Wśród tej rzeszy była Elżunia i miała saneczki.
Ciągnął je chłopak siedmnastoletni, ślusarz, Franek Sikorski, a około łyżwował Dyzma ze Skinem, ścigając się i strojąc różne figle wśród śmiechu i żartów.
Przed panem dyrektorem otwarto drogę, i zapanowało chwilowe, posępne milczenie.
Każdy unikał jego wzroku, każdy mu z drogi się usuwał, każdy go się lękał, tylko Elżunia spojrzała na niego jasno i uśmiechnęła się, jak do dobrego znajomego.
Wtedy Rudolf znowu pożałował, że jej nie dał saneczek.
W fabryce pierwsze wrażenie powrotu Kryszpinów ucichło. Zda się zleli z szarą masą roboczą i wsiąkli w nią bez śladu! Cóż zresztą znaczyć mogli na swych niskich posadach?
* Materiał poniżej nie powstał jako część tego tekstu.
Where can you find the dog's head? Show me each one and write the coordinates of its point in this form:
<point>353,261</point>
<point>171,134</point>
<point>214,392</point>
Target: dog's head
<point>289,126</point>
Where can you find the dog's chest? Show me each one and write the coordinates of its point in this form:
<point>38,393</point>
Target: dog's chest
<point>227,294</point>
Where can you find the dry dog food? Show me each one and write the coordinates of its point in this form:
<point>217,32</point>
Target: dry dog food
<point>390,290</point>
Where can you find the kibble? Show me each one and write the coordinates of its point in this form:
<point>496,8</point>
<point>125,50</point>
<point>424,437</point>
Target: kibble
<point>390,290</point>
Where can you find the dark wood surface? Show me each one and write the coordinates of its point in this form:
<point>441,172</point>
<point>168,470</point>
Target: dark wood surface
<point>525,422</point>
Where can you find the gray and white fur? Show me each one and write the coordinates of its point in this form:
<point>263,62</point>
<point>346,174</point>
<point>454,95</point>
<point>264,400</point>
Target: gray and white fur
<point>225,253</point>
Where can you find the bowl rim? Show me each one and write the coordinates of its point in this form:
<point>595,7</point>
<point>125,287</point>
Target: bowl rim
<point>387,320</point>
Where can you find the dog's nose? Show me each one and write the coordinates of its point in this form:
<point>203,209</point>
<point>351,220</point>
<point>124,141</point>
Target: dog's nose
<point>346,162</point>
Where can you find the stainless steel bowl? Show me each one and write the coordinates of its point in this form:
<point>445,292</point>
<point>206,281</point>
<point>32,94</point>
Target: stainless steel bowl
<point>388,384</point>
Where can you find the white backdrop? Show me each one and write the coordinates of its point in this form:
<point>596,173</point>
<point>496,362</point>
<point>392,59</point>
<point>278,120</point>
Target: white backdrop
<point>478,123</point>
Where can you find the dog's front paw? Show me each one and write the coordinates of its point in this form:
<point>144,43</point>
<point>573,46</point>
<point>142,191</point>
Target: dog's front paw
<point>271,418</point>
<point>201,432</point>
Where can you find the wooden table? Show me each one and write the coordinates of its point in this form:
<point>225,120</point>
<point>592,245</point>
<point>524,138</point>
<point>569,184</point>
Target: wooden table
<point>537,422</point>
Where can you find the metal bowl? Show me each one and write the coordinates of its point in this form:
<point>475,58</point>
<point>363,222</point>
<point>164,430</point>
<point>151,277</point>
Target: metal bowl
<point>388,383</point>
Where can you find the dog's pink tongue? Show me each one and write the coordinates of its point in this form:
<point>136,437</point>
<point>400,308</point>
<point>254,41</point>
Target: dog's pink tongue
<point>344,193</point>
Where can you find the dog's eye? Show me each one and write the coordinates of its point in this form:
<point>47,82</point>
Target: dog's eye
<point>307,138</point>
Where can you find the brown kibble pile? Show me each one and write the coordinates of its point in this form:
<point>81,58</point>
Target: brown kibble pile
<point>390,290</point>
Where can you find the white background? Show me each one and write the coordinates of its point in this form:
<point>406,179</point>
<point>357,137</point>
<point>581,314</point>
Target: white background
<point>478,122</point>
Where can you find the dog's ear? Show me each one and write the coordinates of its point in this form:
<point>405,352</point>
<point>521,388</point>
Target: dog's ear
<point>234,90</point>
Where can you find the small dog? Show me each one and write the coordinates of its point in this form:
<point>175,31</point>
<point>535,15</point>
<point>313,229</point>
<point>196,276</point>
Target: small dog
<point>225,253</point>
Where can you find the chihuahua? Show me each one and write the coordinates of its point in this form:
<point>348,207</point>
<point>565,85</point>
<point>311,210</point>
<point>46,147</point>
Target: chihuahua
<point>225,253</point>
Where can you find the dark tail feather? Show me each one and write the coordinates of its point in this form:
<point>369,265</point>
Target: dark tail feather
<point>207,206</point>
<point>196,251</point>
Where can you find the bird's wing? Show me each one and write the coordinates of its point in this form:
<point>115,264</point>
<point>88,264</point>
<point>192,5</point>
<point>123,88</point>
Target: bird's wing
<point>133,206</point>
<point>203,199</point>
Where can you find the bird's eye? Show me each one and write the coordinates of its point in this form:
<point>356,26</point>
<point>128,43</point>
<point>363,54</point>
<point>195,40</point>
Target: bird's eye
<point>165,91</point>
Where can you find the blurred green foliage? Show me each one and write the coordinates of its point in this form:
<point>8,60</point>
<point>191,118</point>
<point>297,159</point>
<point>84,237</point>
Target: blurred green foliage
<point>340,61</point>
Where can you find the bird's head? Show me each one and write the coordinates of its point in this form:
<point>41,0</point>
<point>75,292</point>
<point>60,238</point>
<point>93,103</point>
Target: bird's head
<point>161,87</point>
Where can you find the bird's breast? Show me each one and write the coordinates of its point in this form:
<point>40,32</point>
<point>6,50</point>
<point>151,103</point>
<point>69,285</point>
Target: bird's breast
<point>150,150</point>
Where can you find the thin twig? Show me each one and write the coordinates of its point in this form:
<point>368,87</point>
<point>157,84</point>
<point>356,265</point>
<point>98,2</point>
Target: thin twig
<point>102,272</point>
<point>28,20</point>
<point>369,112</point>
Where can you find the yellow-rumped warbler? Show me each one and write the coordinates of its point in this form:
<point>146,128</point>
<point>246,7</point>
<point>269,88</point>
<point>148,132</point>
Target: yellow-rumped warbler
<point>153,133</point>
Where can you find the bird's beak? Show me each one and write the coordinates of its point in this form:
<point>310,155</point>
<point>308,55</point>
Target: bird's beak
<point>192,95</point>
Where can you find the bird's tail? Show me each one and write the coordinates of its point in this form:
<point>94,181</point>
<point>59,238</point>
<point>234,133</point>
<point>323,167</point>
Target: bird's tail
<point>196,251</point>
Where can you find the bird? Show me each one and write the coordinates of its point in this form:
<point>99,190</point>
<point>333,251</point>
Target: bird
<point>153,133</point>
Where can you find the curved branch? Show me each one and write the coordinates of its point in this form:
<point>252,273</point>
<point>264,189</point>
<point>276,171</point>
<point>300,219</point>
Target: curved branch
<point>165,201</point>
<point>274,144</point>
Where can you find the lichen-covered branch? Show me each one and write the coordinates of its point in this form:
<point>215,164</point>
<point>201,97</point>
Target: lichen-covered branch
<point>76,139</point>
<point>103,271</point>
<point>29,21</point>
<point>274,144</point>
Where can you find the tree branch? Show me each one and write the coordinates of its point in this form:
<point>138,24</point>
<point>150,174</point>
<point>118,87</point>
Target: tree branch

Pewnego dnia przecie Rudolf się zdziwił, przeglądając listy fabryczne. Znalazł list fabryczny z pięćdziesięciu rublami na imię Stanisława Olekszyca w Warszawie, z nazwiskiem wysyłającego: Dyzma Kryszpin.
Było to tak szczególne, że aż zawołał Skina.
— Co to znaczy? Kryszpin rozporządza tylu pieniędzmi?
— To składka — wyjaśnił Skin. — Namówił nas do założenia wspólnej czytelni.
Rudolf brwi zmarszczył.
— I taki błazen jest na jej czele! Winszuję!
— Ma w Warszawie kolegę, który służy u pana Szulca w fabryce machin. On to załatwi w księgarniach. Ufamy zresztą Kryszpinowi.
— Winszuję! — powtórzył z pogardą Rudolf, rzucając niechętnie list na stos.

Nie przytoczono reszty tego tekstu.